Non crede che - da qualsiasi parte la si guardi – questa storia abbia sostanzialmente rafforzato la 'ndrangheta, che vive sulla scarsa fiducia della gente nelle Istituzioni?
Sì. E' così. Chi questa storia l'ha scatenata – l'ho già detto da tempo – ha questa responsabilità. Che non è lieve e, purtroppo, è una ferita che non si rimarginerà in fretta.
Come è cambiata la sua vita da quando è partita la sua vicenda giudiziaria e mediatica?
Continuo a lavorare lo stesso numero di ore di prima. Con la stessa passione. Certo, con molta amarezza sotto. A Tivoli, dove tutti mi hanno accolto in un modo magnifico, cerco di dare tutta la mia esperienza e la mia correttezza. Non mi risparmio. Poi ci sono le cause, i procedimenti, la fatica e il tempo che tutto quel che è capitato mi toglie anche per cose importanti. Ma non ho mai tollerato le lamentele.
A proposito di media. Vorrei un suo parere su come giornali e giornalisti hanno gestito la sua vicenda e quelle che ruotano attorno alla figura di Nino Lo Giudice. Considera la stampa manipolata dall'una o dall'altra parte?

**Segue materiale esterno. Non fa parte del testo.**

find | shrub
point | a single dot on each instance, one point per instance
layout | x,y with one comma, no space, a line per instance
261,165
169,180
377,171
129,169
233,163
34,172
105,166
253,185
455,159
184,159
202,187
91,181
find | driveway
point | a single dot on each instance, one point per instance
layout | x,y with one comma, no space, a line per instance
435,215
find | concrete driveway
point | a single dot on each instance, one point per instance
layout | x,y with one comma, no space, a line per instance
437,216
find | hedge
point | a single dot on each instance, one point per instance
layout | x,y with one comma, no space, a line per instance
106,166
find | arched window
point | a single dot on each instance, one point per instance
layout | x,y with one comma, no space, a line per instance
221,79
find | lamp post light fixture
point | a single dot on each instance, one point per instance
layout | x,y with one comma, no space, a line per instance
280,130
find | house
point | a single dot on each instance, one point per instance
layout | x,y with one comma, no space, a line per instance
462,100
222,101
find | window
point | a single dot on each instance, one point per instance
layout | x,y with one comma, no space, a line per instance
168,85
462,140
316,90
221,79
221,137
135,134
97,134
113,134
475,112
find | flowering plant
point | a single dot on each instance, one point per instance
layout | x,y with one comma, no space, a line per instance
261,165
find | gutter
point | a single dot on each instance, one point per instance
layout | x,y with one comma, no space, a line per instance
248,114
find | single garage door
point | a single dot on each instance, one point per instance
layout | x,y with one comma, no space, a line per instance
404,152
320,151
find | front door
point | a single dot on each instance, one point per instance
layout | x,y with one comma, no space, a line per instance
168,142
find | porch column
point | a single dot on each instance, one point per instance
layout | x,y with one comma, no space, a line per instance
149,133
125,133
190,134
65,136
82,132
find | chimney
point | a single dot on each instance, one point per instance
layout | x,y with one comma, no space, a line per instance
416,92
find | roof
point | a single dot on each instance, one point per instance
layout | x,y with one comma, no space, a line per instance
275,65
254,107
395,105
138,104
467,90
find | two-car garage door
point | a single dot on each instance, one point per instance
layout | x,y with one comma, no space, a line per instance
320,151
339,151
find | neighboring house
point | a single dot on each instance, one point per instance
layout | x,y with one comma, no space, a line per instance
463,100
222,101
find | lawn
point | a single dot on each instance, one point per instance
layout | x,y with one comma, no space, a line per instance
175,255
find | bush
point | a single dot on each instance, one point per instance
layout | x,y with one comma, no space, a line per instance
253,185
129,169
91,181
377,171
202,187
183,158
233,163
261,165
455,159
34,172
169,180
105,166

Se mi sta chiedendo se ci sono giornalisti-fantoccio che scrivono attentamente quel che gli viene dettato, la mia risposta è no. Magari qualcuno ci sarà, ma il segno è un altro. Quel che mi preoccupa è la guerra tra giornali e giornalisti per arrivare primi sulla notizia e, per arrivare primi, molto spesso non si va molto per il sottile. In questo senso trovo ci sia una pericolosa disponibilità di giornalisti e giornali a diventare funzionali alle fonti, anche quelle improprie, assecondandone i progetti. E' un problema su cui su cui c'è un'attenzione crescente tra giornalisti, magistrati e pubblica opinione.
Si è opposto all'archiviazione nei suoi confronti per corruzione in atti giudiziari, perché vuole che la verità possa emergere in aula. Quali saranno i prossimi passaggi della sua vicenda?
La mia vicenda, quella per cui sono finito sui giornali, è chiusa. Lo ha stabilito un decreto di archiviazione contro cui mi sono opposto perché pretendo da parte della giustizia maggiore trasparenza. Tutto il resto mi sembra molto legato, tranne per chi è in mala fede, alle conseguenze di quel fatto centrale o a strascichi che il vento spazzerà restituendo un paesaggio limpido. Non ho dubbi su questo. E allora tireremo tutti un sospiro di sollievo.